Wherein, offset current I _{li_ref}i.e. i-th inductance L _ion the size of current that should inject, I _{li_ref}=I _mi-I _{m (i+1)}, I _miit is the maximum power electric current of i-th photovoltaic module;

(2) voltage compensation procedure:

Voltage compensation refers to and carries out voltage compensation based on N number of IGBT brachium pontis to the electric capacity in photovoltaic branch road;

The bucking voltage size of jth bar photovoltaic branch road is U _{pvj_ref}=U _pvm-U _pvmj, j=1,2 ..., M, M are the total number of photovoltaic branch road;

Wherein branch road maximum power voltage U _pvm=max{U _pvmj, wherein u _mirefer to the maximum power voltage of jth bar photovoltaic branch road i-th photovoltaic module;

Control procedure is: for each photovoltaic branch road, be all implemented as follows control:

The capacitance voltage U of detection branch _psj, with bucking voltage U _{pvj_ref}relatively, after the first pi regulator, compare with the first triangular wave, obtain the N number of IGBT brachium pontis (V of switching tube _n, V _nn) control signal G _c1, comparison value is greater than the first triangular wave then makes lower brachium pontis IGBT (V _nn) conducting, be less than the first triangular wave and then make brachium pontis IGBT (V _n) conducting;

(B) be parallel network reverse control method:

A, B, C three-phase of inverter is controlled respectively:

By DC side voltage of converter U _dCwith setting voltage U _{dC_ref}relatively, relative error is controlled by the second pi regulator, and result is multiplied by the sinusoidal signal synchronous with corresponding phase line voltage, as inverter output current command signal I _inf, detect inverter output current I _in, with I _infrelatively, error controls through the 3rd pi regulator, then compares with the second triangular wave, obtains the control signal G of inverter _vSI, the break-make of control inverter switching device, works as G _vSI>0, control correspondence and go up brachium pontis IGBT conducting mutually, lower brachium pontis IGBT turns off; Work as G _vSI<0, in control, brachium pontis IGBT turns off, lower brachium pontis IGBT conducting.
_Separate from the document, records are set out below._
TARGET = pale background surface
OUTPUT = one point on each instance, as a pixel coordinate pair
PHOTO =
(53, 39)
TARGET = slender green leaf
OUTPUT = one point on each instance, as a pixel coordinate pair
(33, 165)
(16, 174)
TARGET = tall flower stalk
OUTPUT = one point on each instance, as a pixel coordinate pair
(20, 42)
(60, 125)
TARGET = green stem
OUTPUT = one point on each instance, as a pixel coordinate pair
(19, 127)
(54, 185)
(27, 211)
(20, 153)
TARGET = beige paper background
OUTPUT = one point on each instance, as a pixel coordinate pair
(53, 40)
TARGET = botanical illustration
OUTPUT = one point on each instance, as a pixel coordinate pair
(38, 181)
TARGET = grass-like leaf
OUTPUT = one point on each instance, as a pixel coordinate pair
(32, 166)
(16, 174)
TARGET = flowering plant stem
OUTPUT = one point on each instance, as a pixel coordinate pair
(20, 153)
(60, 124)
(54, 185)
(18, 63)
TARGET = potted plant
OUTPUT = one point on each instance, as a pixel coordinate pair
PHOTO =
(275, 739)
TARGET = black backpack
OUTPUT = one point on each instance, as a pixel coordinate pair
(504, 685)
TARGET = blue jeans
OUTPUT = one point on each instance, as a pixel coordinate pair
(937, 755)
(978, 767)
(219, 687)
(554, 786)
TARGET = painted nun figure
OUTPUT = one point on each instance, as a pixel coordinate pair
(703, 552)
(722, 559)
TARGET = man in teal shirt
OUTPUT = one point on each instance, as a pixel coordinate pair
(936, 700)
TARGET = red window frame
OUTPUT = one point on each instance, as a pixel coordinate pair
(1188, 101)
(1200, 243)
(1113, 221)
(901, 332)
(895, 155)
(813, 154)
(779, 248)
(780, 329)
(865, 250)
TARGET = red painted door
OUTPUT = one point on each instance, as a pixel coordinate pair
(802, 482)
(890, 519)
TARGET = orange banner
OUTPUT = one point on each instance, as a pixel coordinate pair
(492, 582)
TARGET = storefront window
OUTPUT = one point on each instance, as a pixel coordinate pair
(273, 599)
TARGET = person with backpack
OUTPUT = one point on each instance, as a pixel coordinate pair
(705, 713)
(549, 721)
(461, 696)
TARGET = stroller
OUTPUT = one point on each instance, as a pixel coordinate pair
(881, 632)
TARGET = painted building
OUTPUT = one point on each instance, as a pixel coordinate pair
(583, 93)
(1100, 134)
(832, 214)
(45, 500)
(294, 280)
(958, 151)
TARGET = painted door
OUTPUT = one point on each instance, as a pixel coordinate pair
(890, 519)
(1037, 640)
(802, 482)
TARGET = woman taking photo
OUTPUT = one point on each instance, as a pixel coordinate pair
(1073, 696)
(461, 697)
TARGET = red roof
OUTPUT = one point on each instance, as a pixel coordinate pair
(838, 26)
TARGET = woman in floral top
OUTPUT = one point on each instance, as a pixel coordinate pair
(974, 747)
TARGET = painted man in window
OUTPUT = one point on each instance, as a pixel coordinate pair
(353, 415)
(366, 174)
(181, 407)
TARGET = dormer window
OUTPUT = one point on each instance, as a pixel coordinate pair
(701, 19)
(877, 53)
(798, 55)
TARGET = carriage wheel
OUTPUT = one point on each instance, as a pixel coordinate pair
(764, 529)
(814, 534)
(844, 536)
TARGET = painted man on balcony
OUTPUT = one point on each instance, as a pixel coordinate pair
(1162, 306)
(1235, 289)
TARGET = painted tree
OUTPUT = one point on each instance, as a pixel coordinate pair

5. control method according to claim 4, is characterized in that, described N is 3; Described inverter is the inverter controlled based on voltage, current double closed-loop.

6. control method according to claim 5, is characterized in that, the proportionality coefficient P of the second pi regulator _dc=0.2, integral coefficient I _dc=25; The proportionality coefficient P of the 3rd pi regulator _in=0.5, integral coefficient I _in=300; Second triangle wave frequency is 10kHz.